2

I am creating a web app, and I was wondering if it would be secure to use 100,000 iterations of sha256 for storing passwords? I know that there are algorithms such as scrypt and bcrypt, however, I was wondering if it would be feasible to use 100,000 iterations of sha256 for password storage.

I am a complete newbie, and help would be much appreciated.

Matt
  • 29
  • 1
  • 2
  • 2
    Even if you are salting there will still be other issues with using just SHA256 – jrtapsell Feb 10 '18 at 20:54
  • 1
    Am I right that you are using no salt? In the case the same password for different users results in the same hash no matter how many iterations you use which is not what a proper password hash should do. – Steffen Ullrich Feb 10 '18 at 21:31
  • Note that iterative hash functions and PBKDF2 are different. PBKDF2 mitigates some attacks that multiple hash rounds don't. – forest Feb 11 '18 at 04:25
  • Any question about whether some security is "good enough" should be qualified by what you're trying to secure with it. – David Conrad Feb 12 '18 at 16:10

4 Answers4

5

Let's break the question down into two elements:

1) Is using 100,000 iterations good enough for password storage?
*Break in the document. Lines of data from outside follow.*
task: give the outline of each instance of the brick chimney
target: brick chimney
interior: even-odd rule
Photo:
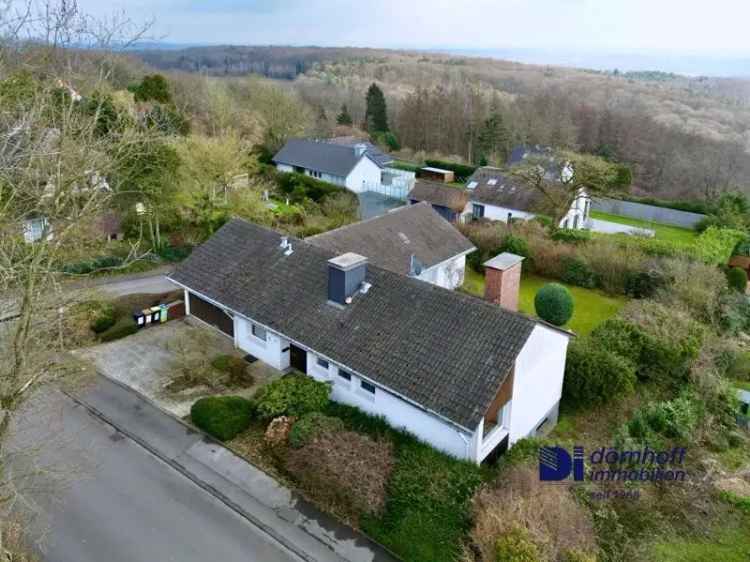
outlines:
[[[518,310],[523,257],[503,252],[484,265],[484,298],[507,310]]]
[[[357,291],[366,292],[367,258],[347,252],[328,260],[328,301],[346,305]]]

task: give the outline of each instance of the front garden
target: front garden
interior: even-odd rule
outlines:
[[[676,244],[689,245],[693,244],[698,238],[698,233],[690,228],[680,228],[679,226],[662,224],[642,219],[634,219],[632,217],[614,215],[612,213],[605,213],[603,211],[591,211],[591,218],[614,222],[617,224],[626,224],[628,226],[634,226],[636,228],[650,229],[654,231],[654,238],[656,238],[657,240],[664,240],[665,242],[674,242]]]

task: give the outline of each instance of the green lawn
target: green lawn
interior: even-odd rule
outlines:
[[[591,211],[591,217],[603,221],[616,222],[618,224],[627,224],[638,228],[650,228],[654,231],[654,237],[658,240],[667,240],[681,244],[692,244],[698,237],[698,233],[689,228],[680,228],[658,222],[633,219],[620,215],[611,215],[601,211]]]
[[[521,312],[533,315],[534,297],[537,291],[543,285],[552,282],[552,280],[538,275],[524,274],[521,278],[519,302]],[[565,285],[565,283],[560,284]],[[565,286],[573,295],[573,301],[575,302],[573,318],[566,327],[581,335],[588,334],[596,326],[617,314],[627,300],[624,297],[612,297],[594,289],[584,289],[573,285]],[[463,289],[473,295],[484,296],[484,276],[467,267]]]
[[[716,529],[711,540],[662,542],[654,545],[651,552],[654,562],[747,561],[750,560],[750,533],[738,527]]]

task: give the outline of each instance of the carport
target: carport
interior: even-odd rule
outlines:
[[[190,314],[234,339],[234,319],[223,308],[189,293]]]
It depends! You should always use as high an iteration count/work factor as your system can handle with reasonable responses, understanding that your side will be single-threaded (hashing the one provided password), while the attacker will be parallel (trying many possible passwords simultaneously).

So, determine how much time you can afford to spend on each hash; if your rules is the hashing can take no more than 1/10th of a second, and you expect 16 logins per second on an 8 core box, then the hash iteration count/work factor should take 1/20th of a second.

2) Is using SHA-256 good enough for password storage?

By itself, no. As part of a construct including a salt, yes, absolutely. The construct you're looking for that uses SHA-256 is PBKDF2-HMAC-SHA-256, which uses iterations of HMAC-SHA-256, which is simply HASH(Key XOR opad, HASH(Key XOR ipad, text)) where ipad and opad are fixed values (sized for SHA-256).

PBKDF2 (RFC2898) iterates them as such:

           U_1 = PRF (P, S || INT (i)) ,
           U_2 = PRF (P, U_1) ,
           ...
           U_c = PRF (P, U_{c-1}) .

It is important to note that the HMAC construct is the PRF.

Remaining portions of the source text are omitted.